Intellectual Conviction, Professional Devotion
What Harwood discovered in his studies alarmed him. He became concerned about credit overexpansion, believing that changes to gold reserve accounting after the Geneva Conference of 1922 could lead to serious adverse consequences. His warnings proved prophetic. Articles he published in 1928 and 1929 predicted economic trouble ahead, and when he published Cause and Control of the Business Cycle (PDF) in 1932, it earned a favorable mention by the Book-of-the-Month Club.
The magnitude of the Great Depression convinced Harwood that America needed a research organization dedicated to understanding economic cycles and preventing future catastrophes. On the advice of Dr. Vannevar Bush, then vice-president of the Massachusetts Institute of Technology, Harwood founded the American Institute for Economic Research (AIER) in 1933. This institution, which continues its work today in Great Barrington, Massachusetts, is now one of the oldest nonprofit research organizations in the United States.
Harwood’s academic career flourished alongside his economic research. He earned three degrees from RPI: a Bachelor’s of Science, Master’s in engineering, and Master’s in business administration (MBA). In the early 1930s, he was appointed assistant professor of military science and tactics at MIT. Yet even as AIER grew and his reputation as an economic forecaster spread, Harwood never forgot his military obligations.
When World War II loomed, he re-enlisted in 1940, serving two years in England and two more in the Pacific on the islands of Leyte and Luzon under General “Pat” Casey and General Douglas MacArthur. He advanced to the rank of colonel and earned the Legion of Merit and a Bronze Star Medal, recognitions that spoke to his leadership and dedication during some of the war’s most challenging campaigns. One story captures his character: during his early Army career in North Carolina, the recruits he commanded were so won over by his fair leadership and horsemanship that they bought him an Elgin watch as a gift at the end of their term together. He kept it among his prized possessions until the end of his life.
After the war, Harwood devoted himself entirely to AIER’s mission. He became a leading voice in the hard-money movement, touring the country to speak before bankers’ associations and professional groups about the dangers of monetary inflation. His newsletters and publications made complex economic concepts accessible to an everyman audience, democratizing economic understanding in an era when such knowledge was often confined to academic circles.

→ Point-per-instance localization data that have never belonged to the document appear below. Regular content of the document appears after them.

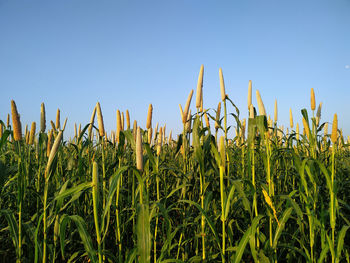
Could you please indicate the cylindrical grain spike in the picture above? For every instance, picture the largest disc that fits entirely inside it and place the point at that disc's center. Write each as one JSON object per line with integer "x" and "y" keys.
{"x": 218, "y": 111}
{"x": 17, "y": 127}
{"x": 334, "y": 135}
{"x": 297, "y": 131}
{"x": 313, "y": 101}
{"x": 160, "y": 141}
{"x": 261, "y": 106}
{"x": 249, "y": 94}
{"x": 222, "y": 85}
{"x": 291, "y": 118}
{"x": 318, "y": 114}
{"x": 134, "y": 129}
{"x": 182, "y": 114}
{"x": 122, "y": 121}
{"x": 306, "y": 128}
{"x": 42, "y": 118}
{"x": 199, "y": 88}
{"x": 325, "y": 131}
{"x": 251, "y": 111}
{"x": 276, "y": 112}
{"x": 101, "y": 128}
{"x": 58, "y": 124}
{"x": 32, "y": 133}
{"x": 187, "y": 106}
{"x": 127, "y": 120}
{"x": 189, "y": 122}
{"x": 139, "y": 151}
{"x": 149, "y": 116}
{"x": 119, "y": 126}
{"x": 49, "y": 143}
{"x": 92, "y": 120}
{"x": 207, "y": 120}
{"x": 8, "y": 120}
{"x": 149, "y": 136}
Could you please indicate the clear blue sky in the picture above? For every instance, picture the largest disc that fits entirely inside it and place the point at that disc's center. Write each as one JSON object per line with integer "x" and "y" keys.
{"x": 127, "y": 54}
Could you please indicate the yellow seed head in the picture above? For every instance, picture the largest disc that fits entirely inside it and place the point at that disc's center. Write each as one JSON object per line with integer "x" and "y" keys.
{"x": 139, "y": 150}
{"x": 149, "y": 116}
{"x": 207, "y": 120}
{"x": 187, "y": 106}
{"x": 313, "y": 101}
{"x": 297, "y": 131}
{"x": 42, "y": 118}
{"x": 276, "y": 112}
{"x": 222, "y": 85}
{"x": 58, "y": 124}
{"x": 119, "y": 125}
{"x": 169, "y": 138}
{"x": 251, "y": 111}
{"x": 92, "y": 120}
{"x": 54, "y": 149}
{"x": 199, "y": 88}
{"x": 306, "y": 128}
{"x": 217, "y": 118}
{"x": 49, "y": 143}
{"x": 160, "y": 141}
{"x": 101, "y": 127}
{"x": 249, "y": 94}
{"x": 334, "y": 135}
{"x": 149, "y": 136}
{"x": 17, "y": 127}
{"x": 127, "y": 120}
{"x": 261, "y": 106}
{"x": 182, "y": 114}
{"x": 8, "y": 120}
{"x": 122, "y": 123}
{"x": 32, "y": 133}
{"x": 134, "y": 129}
{"x": 325, "y": 129}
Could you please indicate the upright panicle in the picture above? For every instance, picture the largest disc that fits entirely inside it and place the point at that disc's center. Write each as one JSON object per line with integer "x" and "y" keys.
{"x": 313, "y": 101}
{"x": 187, "y": 106}
{"x": 218, "y": 111}
{"x": 17, "y": 127}
{"x": 249, "y": 94}
{"x": 139, "y": 150}
{"x": 206, "y": 120}
{"x": 92, "y": 120}
{"x": 149, "y": 116}
{"x": 222, "y": 85}
{"x": 101, "y": 128}
{"x": 318, "y": 114}
{"x": 275, "y": 112}
{"x": 199, "y": 88}
{"x": 42, "y": 118}
{"x": 58, "y": 124}
{"x": 32, "y": 133}
{"x": 261, "y": 106}
{"x": 334, "y": 135}
{"x": 119, "y": 125}
{"x": 127, "y": 120}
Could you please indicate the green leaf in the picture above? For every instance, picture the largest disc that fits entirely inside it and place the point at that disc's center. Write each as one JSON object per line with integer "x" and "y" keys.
{"x": 281, "y": 226}
{"x": 143, "y": 233}
{"x": 244, "y": 240}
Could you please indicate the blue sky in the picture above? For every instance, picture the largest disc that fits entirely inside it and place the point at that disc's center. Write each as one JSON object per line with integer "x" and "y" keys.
{"x": 127, "y": 54}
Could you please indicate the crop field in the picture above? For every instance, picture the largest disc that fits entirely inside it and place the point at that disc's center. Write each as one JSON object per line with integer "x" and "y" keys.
{"x": 224, "y": 190}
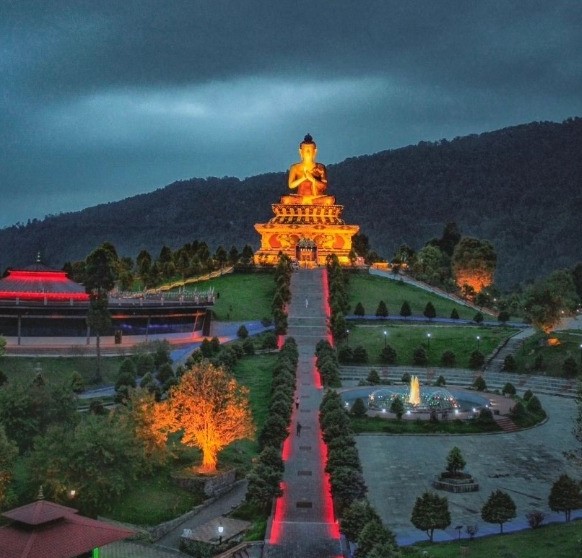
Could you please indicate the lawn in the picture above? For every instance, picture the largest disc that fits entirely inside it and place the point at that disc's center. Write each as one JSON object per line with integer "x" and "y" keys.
{"x": 59, "y": 369}
{"x": 371, "y": 289}
{"x": 393, "y": 426}
{"x": 404, "y": 339}
{"x": 549, "y": 541}
{"x": 241, "y": 296}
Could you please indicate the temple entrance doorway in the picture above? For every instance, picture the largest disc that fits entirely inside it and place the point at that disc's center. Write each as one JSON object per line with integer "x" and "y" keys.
{"x": 306, "y": 252}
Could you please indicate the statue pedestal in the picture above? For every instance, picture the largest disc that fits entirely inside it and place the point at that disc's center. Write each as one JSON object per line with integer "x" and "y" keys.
{"x": 306, "y": 232}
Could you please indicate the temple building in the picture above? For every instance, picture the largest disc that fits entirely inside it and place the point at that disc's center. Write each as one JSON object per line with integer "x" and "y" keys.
{"x": 38, "y": 301}
{"x": 307, "y": 224}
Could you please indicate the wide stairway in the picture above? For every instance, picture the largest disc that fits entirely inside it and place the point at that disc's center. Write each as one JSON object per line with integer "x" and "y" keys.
{"x": 302, "y": 524}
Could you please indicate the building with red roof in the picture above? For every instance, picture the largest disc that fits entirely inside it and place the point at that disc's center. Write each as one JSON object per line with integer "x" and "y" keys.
{"x": 54, "y": 531}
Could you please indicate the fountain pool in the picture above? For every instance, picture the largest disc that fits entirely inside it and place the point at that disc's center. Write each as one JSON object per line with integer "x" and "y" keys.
{"x": 416, "y": 399}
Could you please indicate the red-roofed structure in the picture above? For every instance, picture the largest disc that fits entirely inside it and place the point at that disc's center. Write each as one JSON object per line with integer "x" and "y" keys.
{"x": 54, "y": 531}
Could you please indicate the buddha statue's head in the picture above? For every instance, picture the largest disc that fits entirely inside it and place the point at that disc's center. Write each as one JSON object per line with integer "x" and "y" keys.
{"x": 308, "y": 149}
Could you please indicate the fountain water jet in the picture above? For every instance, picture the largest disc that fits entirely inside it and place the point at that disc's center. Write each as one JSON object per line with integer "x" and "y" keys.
{"x": 414, "y": 396}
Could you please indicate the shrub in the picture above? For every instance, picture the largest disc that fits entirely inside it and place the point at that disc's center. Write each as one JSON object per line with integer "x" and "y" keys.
{"x": 534, "y": 406}
{"x": 358, "y": 409}
{"x": 509, "y": 389}
{"x": 479, "y": 384}
{"x": 419, "y": 356}
{"x": 448, "y": 358}
{"x": 535, "y": 518}
{"x": 509, "y": 363}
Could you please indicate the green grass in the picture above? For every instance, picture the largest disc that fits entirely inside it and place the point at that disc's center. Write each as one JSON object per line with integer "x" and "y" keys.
{"x": 371, "y": 289}
{"x": 462, "y": 340}
{"x": 154, "y": 500}
{"x": 59, "y": 369}
{"x": 393, "y": 426}
{"x": 243, "y": 296}
{"x": 553, "y": 356}
{"x": 550, "y": 541}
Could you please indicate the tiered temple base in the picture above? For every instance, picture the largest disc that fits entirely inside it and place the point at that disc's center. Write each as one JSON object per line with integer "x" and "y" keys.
{"x": 307, "y": 229}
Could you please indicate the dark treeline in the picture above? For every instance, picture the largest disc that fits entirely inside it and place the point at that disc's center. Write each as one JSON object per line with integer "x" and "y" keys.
{"x": 518, "y": 187}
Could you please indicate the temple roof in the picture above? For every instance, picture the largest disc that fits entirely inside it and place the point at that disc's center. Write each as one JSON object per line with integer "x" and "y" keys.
{"x": 54, "y": 531}
{"x": 38, "y": 281}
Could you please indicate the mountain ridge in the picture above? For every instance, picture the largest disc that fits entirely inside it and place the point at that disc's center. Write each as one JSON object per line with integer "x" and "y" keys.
{"x": 518, "y": 187}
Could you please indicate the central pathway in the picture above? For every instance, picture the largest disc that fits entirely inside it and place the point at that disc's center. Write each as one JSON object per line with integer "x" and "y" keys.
{"x": 302, "y": 524}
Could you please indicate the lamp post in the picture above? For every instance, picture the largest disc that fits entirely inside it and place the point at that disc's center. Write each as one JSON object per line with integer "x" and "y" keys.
{"x": 220, "y": 531}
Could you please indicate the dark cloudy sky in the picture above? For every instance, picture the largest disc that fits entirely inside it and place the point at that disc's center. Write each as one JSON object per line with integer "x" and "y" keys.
{"x": 104, "y": 99}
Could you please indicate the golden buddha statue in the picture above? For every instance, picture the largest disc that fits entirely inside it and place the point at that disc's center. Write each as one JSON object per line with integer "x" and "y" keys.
{"x": 308, "y": 178}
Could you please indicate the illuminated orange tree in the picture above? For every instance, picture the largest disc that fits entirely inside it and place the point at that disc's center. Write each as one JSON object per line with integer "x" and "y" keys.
{"x": 474, "y": 262}
{"x": 211, "y": 410}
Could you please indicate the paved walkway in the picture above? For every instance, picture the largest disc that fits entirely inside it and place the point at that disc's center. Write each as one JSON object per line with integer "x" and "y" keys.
{"x": 302, "y": 524}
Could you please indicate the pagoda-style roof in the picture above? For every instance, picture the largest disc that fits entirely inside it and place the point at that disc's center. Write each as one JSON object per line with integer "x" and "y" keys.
{"x": 39, "y": 282}
{"x": 54, "y": 531}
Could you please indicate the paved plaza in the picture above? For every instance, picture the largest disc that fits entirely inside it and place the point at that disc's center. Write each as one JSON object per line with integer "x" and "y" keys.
{"x": 524, "y": 464}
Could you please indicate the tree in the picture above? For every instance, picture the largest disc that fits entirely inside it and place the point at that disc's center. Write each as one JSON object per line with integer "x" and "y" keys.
{"x": 99, "y": 459}
{"x": 359, "y": 310}
{"x": 498, "y": 508}
{"x": 100, "y": 268}
{"x": 405, "y": 310}
{"x": 429, "y": 311}
{"x": 242, "y": 332}
{"x": 8, "y": 455}
{"x": 431, "y": 512}
{"x": 455, "y": 461}
{"x": 544, "y": 301}
{"x": 473, "y": 263}
{"x": 211, "y": 409}
{"x": 382, "y": 310}
{"x": 565, "y": 496}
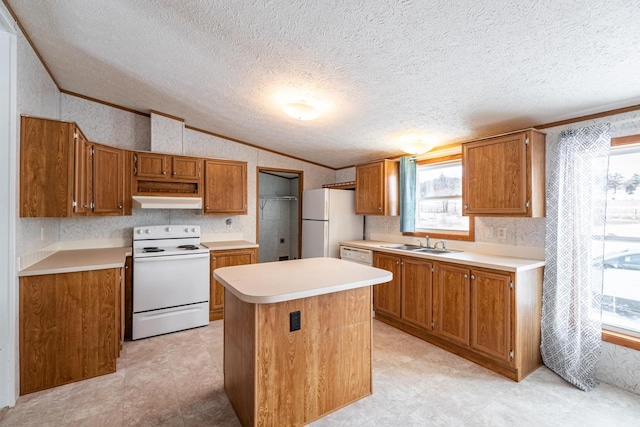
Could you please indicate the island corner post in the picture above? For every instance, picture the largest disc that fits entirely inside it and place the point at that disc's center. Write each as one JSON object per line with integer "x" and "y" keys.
{"x": 276, "y": 375}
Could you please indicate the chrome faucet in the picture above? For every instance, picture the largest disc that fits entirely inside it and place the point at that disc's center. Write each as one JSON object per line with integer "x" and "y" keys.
{"x": 427, "y": 246}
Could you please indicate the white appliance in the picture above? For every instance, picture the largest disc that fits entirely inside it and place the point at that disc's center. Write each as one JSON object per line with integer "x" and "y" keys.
{"x": 328, "y": 217}
{"x": 170, "y": 280}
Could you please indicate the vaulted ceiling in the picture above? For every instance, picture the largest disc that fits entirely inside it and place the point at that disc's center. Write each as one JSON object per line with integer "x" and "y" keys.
{"x": 381, "y": 72}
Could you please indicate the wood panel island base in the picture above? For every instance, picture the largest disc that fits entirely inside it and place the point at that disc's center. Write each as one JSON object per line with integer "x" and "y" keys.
{"x": 297, "y": 338}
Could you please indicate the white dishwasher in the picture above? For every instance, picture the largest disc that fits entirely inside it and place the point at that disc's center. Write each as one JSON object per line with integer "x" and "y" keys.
{"x": 360, "y": 256}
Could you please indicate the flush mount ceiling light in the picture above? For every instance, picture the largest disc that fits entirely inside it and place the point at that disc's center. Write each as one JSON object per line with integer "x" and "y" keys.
{"x": 416, "y": 147}
{"x": 301, "y": 110}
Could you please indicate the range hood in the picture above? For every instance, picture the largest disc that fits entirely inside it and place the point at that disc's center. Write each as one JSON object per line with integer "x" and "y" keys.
{"x": 166, "y": 202}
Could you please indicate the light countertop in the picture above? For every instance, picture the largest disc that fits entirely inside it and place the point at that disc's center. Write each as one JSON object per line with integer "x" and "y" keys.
{"x": 78, "y": 260}
{"x": 301, "y": 278}
{"x": 474, "y": 259}
{"x": 229, "y": 244}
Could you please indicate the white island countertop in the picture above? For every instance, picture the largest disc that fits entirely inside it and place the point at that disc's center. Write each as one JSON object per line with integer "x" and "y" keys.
{"x": 301, "y": 278}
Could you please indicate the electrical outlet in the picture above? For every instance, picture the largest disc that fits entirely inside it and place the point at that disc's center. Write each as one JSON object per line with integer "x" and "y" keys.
{"x": 502, "y": 232}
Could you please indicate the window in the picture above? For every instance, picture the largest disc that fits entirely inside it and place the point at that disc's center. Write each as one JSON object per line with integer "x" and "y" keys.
{"x": 621, "y": 287}
{"x": 439, "y": 200}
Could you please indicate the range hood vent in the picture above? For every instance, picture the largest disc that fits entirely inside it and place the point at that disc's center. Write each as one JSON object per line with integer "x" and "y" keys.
{"x": 164, "y": 202}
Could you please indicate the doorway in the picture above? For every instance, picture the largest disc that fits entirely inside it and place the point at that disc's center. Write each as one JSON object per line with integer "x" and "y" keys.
{"x": 279, "y": 207}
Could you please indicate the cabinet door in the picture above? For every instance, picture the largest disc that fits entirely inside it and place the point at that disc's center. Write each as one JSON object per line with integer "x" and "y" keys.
{"x": 451, "y": 303}
{"x": 108, "y": 180}
{"x": 386, "y": 296}
{"x": 416, "y": 292}
{"x": 225, "y": 187}
{"x": 188, "y": 168}
{"x": 491, "y": 313}
{"x": 221, "y": 259}
{"x": 495, "y": 176}
{"x": 370, "y": 189}
{"x": 46, "y": 168}
{"x": 68, "y": 329}
{"x": 151, "y": 165}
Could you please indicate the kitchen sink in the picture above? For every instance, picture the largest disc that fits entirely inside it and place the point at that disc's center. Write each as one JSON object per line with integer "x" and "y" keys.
{"x": 420, "y": 249}
{"x": 403, "y": 247}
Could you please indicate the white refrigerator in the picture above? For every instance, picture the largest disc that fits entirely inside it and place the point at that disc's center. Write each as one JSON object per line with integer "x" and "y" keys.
{"x": 328, "y": 217}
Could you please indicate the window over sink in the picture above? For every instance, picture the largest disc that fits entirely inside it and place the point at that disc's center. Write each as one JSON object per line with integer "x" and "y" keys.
{"x": 439, "y": 200}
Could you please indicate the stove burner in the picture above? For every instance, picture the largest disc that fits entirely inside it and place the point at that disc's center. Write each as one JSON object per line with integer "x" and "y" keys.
{"x": 152, "y": 249}
{"x": 188, "y": 247}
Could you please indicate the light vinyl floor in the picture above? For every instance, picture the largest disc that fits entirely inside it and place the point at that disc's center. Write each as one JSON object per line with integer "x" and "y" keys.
{"x": 176, "y": 380}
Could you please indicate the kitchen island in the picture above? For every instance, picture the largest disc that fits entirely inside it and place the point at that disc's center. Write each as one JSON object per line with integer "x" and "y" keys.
{"x": 297, "y": 338}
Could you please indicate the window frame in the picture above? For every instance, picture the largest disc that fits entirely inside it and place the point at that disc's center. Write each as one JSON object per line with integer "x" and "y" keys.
{"x": 440, "y": 233}
{"x": 611, "y": 333}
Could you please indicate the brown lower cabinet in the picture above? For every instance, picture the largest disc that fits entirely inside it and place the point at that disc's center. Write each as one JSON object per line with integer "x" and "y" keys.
{"x": 490, "y": 317}
{"x": 225, "y": 258}
{"x": 71, "y": 327}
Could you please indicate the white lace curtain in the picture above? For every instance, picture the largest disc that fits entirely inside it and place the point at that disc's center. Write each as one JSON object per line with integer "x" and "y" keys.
{"x": 576, "y": 205}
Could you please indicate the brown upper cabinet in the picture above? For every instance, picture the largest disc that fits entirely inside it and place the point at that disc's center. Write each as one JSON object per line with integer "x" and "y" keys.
{"x": 505, "y": 175}
{"x": 62, "y": 176}
{"x": 164, "y": 174}
{"x": 107, "y": 164}
{"x": 225, "y": 187}
{"x": 377, "y": 188}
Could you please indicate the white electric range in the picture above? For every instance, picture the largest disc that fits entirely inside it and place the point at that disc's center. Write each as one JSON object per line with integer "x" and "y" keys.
{"x": 170, "y": 280}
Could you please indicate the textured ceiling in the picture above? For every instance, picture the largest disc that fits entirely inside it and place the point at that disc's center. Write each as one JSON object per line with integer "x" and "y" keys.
{"x": 379, "y": 70}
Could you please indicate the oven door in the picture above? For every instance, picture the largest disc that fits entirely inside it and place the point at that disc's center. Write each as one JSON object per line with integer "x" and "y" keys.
{"x": 170, "y": 281}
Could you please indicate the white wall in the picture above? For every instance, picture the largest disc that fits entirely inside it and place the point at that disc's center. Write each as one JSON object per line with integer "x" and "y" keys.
{"x": 37, "y": 95}
{"x": 8, "y": 297}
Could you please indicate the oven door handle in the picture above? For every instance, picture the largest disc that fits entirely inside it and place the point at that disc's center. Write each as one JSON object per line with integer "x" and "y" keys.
{"x": 171, "y": 258}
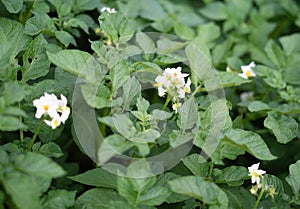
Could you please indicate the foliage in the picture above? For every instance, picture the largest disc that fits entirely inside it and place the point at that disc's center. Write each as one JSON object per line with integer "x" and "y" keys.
{"x": 148, "y": 150}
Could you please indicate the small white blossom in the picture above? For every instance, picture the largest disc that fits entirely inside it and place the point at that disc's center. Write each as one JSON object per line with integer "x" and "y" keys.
{"x": 175, "y": 106}
{"x": 228, "y": 69}
{"x": 246, "y": 96}
{"x": 47, "y": 104}
{"x": 56, "y": 109}
{"x": 54, "y": 123}
{"x": 109, "y": 10}
{"x": 247, "y": 71}
{"x": 63, "y": 109}
{"x": 255, "y": 174}
{"x": 254, "y": 190}
{"x": 172, "y": 82}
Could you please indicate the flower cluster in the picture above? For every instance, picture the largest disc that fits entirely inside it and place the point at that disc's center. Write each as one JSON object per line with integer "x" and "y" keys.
{"x": 247, "y": 71}
{"x": 49, "y": 105}
{"x": 257, "y": 176}
{"x": 109, "y": 10}
{"x": 172, "y": 82}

Harwood’s intellectual approach was distinctive. He found chaos among economists’ views and turned to philosophy and logic, finding inspiration in American pragmatists like Charles S. Peirce and William James, who had incorporated scientific procedures into their work. This commitment to scientific methodology in economic research became a hallmark of AIER’s work.
One Man’s Legacy Lives On
Born on October 28, 1900, in Cliftondale, Massachusetts, Harwood would become one of America’s most prescient economic thinkers and the founder of an institution that continues to influence policy and thought nearly a century after its creation.
Harwood was married twice, first to Harriet Haynes, with whom he had three children, and then to Helen Fowle, with whom he had four more children. When he died in Montecito, California, on December 16, 1980, he left behind thirteen grandchildren and ten great-grandchildren, a family legacy that matched his institutional one.
As we mark 125 years since his birth, Colonel Edward Harwood’s legacy endures not just in the institution he founded but in his example of intellectual courage, practical wisdom, and dedication to public service. He demonstrated that military discipline and economic insight could combine to serve the greater good, and that one person’s determination to understand and explain complex problems could make a lasting difference. His life reminds us that true leadership requires both the courage to warn of dangers ahead and the commitment to build institutions to help future generations navigate them.